Our eyes were still running slightly. On the TV, we could see cops clubbing demonstrators. Voices were chanting, “The Whole World Is Watching, The Whole World Is Watching.” The camera cut to the Hon. Senator Abraham Ribicoff, inside the convention, denouncing the Hon. Mayor Richard Daly for allowing the police to attack nonviolent protestors. The Hon. Mr. Daly, of the family Suidea, shouted some-thing back, greenly empurpled, but the mike didn’t pick it up; from the look on the Hon. Daly’s face, the network probably would have bleeped his words if they had picked them up.

Shea and I drank, thoughtfully, wiping our burning eyes. We knew we were going back out again, in a little while. Our commitment was undefined verbally but we both understood it. We would go out there into the streets and risk getting clubbed but we would not stand still and submit to the clubbing if we could escape. I think almost everybody, except the Hard Core Pacifists, had that attitude.

Eight hours before, at the Playboy Club, l had had lunch with Allen Ginsberg and William S. Burroughs, who had both come to Chicago to join the protests against the Vietnam war. I was a Playboy editor then and enjoyed ordering lunch for two of my favorite living writers and putting the tab on my gold Playboy V.I.P. card. The three of us had talked mostly about the poetry of Ezra Pound and very little about the risks we were going to run that night. That was when Ginsberg told me about his remark-able meeting with Pound in Rapollo, Italy. The old man, bent and guilty and looking like Remorse in an allegory, listened to Allen cordially but refused to talk himself, except to issue one bitter self-condemnation for the “stupid, suburban anti-semitism” of his middle years.

I had asked what Allen said to that. Allen told me he quoted I Ching: “No blame.” Pound, still morose, had said nothing in reply.

Shea and I finished our drinks and gingerly stepped out into Chaos and Mother Night again. A horde of Weathermen were tined up in Grant Park, looking like cowboys too poor to have their jeans cleaned. I suspected that, like everybody else from SOS I had ever met, they were from well-to-do families. In accord with the Marxist texts they had memorized, they systematically taunted the police – trying to provoke another attack.

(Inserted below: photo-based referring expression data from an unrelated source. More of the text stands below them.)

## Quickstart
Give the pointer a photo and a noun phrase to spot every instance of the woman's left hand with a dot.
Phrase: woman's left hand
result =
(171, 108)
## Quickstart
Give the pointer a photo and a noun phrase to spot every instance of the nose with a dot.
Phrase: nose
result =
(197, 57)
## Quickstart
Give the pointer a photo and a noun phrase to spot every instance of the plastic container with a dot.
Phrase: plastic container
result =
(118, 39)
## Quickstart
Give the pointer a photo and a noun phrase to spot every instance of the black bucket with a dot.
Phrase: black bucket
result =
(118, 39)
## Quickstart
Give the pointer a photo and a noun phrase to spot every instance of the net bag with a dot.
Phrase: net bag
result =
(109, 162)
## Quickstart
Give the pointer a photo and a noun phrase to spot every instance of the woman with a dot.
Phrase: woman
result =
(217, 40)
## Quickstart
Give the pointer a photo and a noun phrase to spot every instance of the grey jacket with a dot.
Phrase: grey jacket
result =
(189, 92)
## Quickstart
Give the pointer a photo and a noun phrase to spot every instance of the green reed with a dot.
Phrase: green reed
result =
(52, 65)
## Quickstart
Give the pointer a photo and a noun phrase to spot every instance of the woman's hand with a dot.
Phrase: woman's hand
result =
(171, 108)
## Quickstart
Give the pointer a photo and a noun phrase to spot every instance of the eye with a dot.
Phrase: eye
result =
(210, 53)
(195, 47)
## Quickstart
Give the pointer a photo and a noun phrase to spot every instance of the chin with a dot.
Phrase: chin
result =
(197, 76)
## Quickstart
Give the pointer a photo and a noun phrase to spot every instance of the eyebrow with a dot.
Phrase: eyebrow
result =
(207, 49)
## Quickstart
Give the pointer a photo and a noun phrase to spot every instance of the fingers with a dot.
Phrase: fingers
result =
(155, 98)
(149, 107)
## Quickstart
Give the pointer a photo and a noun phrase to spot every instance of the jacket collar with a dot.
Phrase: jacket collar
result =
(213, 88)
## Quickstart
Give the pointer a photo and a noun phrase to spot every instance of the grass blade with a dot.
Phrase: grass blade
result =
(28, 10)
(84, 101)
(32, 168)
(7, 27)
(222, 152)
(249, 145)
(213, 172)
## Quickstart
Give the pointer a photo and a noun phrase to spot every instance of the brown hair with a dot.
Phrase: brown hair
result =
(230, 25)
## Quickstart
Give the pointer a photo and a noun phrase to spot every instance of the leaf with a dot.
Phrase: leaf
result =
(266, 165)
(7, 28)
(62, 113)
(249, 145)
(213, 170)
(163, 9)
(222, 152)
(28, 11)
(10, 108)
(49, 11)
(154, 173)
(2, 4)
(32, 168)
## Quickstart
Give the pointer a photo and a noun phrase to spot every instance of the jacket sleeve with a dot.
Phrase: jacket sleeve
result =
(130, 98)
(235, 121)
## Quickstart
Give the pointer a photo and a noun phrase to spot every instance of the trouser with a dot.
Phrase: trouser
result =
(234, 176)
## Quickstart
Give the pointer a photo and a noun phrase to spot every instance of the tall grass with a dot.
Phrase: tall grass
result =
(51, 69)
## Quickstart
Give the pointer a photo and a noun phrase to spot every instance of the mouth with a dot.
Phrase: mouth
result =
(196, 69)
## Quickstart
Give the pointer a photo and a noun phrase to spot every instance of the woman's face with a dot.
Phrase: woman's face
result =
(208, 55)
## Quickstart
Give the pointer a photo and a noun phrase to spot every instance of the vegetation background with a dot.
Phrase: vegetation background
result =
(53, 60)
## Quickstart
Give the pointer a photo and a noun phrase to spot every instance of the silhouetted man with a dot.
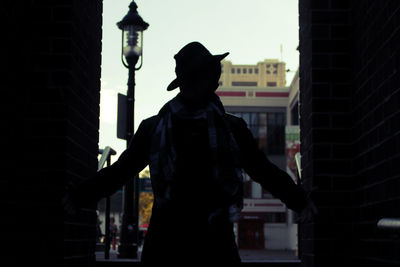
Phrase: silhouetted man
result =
(196, 154)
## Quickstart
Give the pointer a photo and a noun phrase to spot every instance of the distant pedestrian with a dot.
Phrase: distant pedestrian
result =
(196, 154)
(113, 233)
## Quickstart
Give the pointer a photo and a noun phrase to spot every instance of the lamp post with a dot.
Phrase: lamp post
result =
(132, 26)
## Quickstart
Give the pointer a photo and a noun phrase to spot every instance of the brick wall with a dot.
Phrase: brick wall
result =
(51, 97)
(349, 105)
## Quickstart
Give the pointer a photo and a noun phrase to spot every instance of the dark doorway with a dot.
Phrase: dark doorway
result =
(251, 234)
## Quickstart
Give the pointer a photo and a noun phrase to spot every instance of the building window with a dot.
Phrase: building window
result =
(275, 217)
(294, 114)
(244, 83)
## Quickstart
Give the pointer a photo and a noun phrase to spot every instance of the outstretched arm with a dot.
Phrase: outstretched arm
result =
(261, 170)
(108, 180)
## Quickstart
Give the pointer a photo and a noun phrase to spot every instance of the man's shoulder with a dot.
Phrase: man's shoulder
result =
(150, 122)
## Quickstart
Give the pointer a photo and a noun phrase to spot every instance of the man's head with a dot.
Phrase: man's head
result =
(197, 71)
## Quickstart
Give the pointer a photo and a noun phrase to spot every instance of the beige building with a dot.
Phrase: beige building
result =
(258, 94)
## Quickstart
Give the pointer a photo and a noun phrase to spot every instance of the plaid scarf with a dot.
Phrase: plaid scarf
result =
(163, 155)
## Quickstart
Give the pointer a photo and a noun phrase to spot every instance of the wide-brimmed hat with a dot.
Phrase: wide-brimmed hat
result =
(190, 59)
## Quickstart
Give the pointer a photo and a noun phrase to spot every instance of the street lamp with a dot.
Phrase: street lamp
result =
(132, 26)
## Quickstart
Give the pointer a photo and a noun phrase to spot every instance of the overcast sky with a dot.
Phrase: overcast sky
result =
(250, 30)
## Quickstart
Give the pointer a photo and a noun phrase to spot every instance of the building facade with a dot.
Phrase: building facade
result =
(258, 94)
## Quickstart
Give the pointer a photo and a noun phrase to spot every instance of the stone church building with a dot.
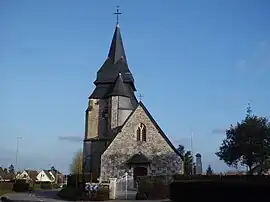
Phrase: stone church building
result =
(120, 133)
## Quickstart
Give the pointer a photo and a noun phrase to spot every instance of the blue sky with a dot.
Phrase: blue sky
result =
(197, 63)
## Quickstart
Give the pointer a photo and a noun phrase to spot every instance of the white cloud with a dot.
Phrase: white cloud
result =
(259, 60)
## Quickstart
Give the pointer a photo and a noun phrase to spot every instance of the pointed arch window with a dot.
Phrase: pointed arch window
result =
(141, 133)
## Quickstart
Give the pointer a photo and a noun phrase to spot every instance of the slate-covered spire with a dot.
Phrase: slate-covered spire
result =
(120, 88)
(115, 63)
(117, 51)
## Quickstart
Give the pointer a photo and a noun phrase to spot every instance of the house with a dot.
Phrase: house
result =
(58, 176)
(5, 175)
(29, 175)
(50, 176)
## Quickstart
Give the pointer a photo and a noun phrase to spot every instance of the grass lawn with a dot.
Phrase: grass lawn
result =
(2, 192)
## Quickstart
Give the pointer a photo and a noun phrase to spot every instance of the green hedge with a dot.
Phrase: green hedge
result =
(70, 193)
(152, 189)
(6, 186)
(20, 187)
(219, 190)
(101, 195)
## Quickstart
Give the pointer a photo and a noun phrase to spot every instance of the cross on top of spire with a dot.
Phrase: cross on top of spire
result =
(140, 97)
(117, 13)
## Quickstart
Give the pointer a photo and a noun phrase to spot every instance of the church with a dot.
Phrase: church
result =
(120, 133)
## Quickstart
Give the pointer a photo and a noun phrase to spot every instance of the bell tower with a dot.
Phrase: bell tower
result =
(109, 105)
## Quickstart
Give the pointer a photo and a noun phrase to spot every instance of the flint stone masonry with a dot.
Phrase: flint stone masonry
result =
(164, 160)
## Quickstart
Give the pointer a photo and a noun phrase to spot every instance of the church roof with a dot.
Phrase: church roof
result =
(138, 159)
(115, 63)
(120, 88)
(108, 74)
(157, 126)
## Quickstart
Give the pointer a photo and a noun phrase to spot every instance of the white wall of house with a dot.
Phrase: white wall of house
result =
(42, 177)
(24, 176)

“Pigs Eat Shit, Pigs Eat Shit,” they chanted, over and over. “Pigs Eat Shit Pigs Eat Shit Pigs Eat Shit …”

I thought of poor old Pound, driven honkers by his hatred of war, so that eventually it degenerated into hatred of Jews in his blind, helpless fury, just because he needed a target more localized and tangible than human folly. The Weathermen went on chanting, and I realized, in a shock like a Joycean epiphany, that when opposition to violence becomes hatred of violence it immediately gestates its own violence.

The cops fired more tear-gas cannisters and the Weathermen retreated, still chanting, “Pigs Eat Shit … Pigs Eat Shit…. “

The gassing and clubbing went on for hours… but by now it is as effectively erased from national memory as the much worse police brutality and flagrant bloodshed when the cops broke the unions in Flint, Michigan, and Harlan County, Kentucky, and Paterson, New Jersey, and other places in the early ’30s. It is the business of the schools, and the media, to see that such episodes are not remembered (except by the embittered survivors, who cannot be persuaded to forget). The next gang of peaceful protesters will be just as shocked and outraged when the cops are let loose upon them.